Bon, le 3 août 2023 nous avions découvert le passionnant musée de la ville d’Uzès. Il  se trouve place de l’Evêché, juste à côté d’un lieu où sont organisées des expositions temporaires – on parlera rapidement de celle qui y est en ce moment – Ce musée porte le nom de Georges Borias. On ne s’était pas penché sur celui qui en est le fondateur. Aujourd’hui nous réparons cet oubli !

Il y a des vies qui claquent comme des manifestes. Et puis il y a celles, plus feutrées, plus lentes, qui tracent des sillons profonds sans jamais faire de bruit. Georges Borias était de celles-là.

Un type rare. Un homme et un artiste, à l’ancienne, au regard doux, au pas discret, qui a donné quarante ans de sa vie à un petit musée d’Uzès, comme on cultive un jardin secret.

L’homme et la matière

Georges Borias ne fut pas seulement un professeur de dessin.

Il fut aussi peintre, graveur, sculpteur, poète. Créateur d’une œuvre secrète. Comme son auteur. Toujours en retrait, comme si sa main n’était qu’un passage, un relais entre le monde et la forme.

Son art n’éclate jamais en couleurs vaines ou gestes outrés. Il nait d’un recueillement. Ses dessins, ses encres, ses vers même, respirent une douceur grave, une mélancolie sans plainte. Lorsque la mort prit sa femme, il écrivit une Esquisse pour un tombeau — poème d’amour, d’absence : « Pour la première fois, il a plu sur elle… »

Ce seul vers dit tout de l’homme : retenue, pudeur, émotion nue.

Un musée dans un coin de mairie… et un miracle

Uzès, 1945. La guerre est finie, Georges Borias fouille la mairie comme on fouille une mémoire trouée. Il tombe sur un musée fantôme, oublié de tous. Trois salles, des caisses, de la poussière comme s’il en pleuvait. Une tombe d’objets. Ce capharnaüm poussiéreux, il en fera sa mission. Il deviendra le conservateur bénévole du musée d’Uzès pendant plus de quarante ans, incarnant une figure rare de dévouement silencieux au service de l’art, de la culture et de la transmission.
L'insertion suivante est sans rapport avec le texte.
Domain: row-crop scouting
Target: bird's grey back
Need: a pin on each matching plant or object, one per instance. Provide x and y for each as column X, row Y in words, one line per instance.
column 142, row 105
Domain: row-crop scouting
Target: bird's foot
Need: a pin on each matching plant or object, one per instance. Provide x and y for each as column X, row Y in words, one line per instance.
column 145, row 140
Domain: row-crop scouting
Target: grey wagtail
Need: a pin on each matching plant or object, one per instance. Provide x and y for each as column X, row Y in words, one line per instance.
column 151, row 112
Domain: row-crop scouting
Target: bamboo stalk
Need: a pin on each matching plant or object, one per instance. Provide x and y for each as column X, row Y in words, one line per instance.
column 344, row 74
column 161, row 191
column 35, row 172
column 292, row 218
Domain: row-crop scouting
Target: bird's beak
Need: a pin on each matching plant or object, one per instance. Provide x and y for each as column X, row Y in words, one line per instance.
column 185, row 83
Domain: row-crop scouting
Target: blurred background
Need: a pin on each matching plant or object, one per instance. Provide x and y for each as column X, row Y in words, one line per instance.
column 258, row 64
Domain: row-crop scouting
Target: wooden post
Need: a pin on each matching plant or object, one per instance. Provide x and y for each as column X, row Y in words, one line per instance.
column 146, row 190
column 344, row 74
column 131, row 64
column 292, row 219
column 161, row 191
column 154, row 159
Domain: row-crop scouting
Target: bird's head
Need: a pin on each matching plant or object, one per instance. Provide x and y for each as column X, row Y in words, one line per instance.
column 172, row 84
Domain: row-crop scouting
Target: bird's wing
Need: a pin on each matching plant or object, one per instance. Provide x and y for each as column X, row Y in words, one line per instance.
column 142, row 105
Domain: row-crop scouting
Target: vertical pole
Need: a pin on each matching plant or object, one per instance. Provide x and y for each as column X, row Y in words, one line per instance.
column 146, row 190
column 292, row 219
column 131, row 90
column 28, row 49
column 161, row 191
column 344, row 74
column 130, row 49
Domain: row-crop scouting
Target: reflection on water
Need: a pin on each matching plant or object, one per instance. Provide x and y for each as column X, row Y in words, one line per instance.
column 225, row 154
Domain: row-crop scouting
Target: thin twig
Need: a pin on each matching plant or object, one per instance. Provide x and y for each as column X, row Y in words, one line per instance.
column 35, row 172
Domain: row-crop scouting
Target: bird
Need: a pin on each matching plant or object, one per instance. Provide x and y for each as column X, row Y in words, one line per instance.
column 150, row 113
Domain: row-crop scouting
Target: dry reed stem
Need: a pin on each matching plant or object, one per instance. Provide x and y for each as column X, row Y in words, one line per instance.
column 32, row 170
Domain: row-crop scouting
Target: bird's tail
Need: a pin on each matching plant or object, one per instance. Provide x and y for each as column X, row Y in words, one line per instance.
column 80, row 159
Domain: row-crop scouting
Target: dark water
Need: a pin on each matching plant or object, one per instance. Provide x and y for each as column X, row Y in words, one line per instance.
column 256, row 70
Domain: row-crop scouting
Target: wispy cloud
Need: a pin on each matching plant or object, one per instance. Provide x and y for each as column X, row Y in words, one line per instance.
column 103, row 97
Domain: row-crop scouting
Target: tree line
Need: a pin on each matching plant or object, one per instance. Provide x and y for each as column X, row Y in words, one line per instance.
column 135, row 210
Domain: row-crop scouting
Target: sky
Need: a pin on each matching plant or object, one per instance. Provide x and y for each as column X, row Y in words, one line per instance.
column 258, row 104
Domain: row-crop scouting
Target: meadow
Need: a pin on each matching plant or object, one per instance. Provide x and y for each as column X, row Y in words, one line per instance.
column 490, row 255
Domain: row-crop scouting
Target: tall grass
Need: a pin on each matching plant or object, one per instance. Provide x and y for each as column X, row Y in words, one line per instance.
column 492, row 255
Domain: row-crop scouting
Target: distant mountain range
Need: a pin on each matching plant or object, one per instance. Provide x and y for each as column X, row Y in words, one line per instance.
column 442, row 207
Sans budget, sans moyens, Georges Borias mobilise ses élèves : chaque samedi, ils viennent nettoyer, trier, classer, étiqueter. Ensemble, ils réinventent le musée. Ce n’est pas un musée universel qu’il veut bâtir – il en connaît les limites – mais un musée du terroir, témoin du quotidien, miroir du passé local. Dans un article publié en 1980, il écrit : « Il n’était pas souhaitable de recréer un musée “à l’ancienne” (…), mais plus modestement le musée du terroir, où chacun retrouve son passé et peut mesurer l’effort de ses ancêtres pour maîtriser un environnement hostile ».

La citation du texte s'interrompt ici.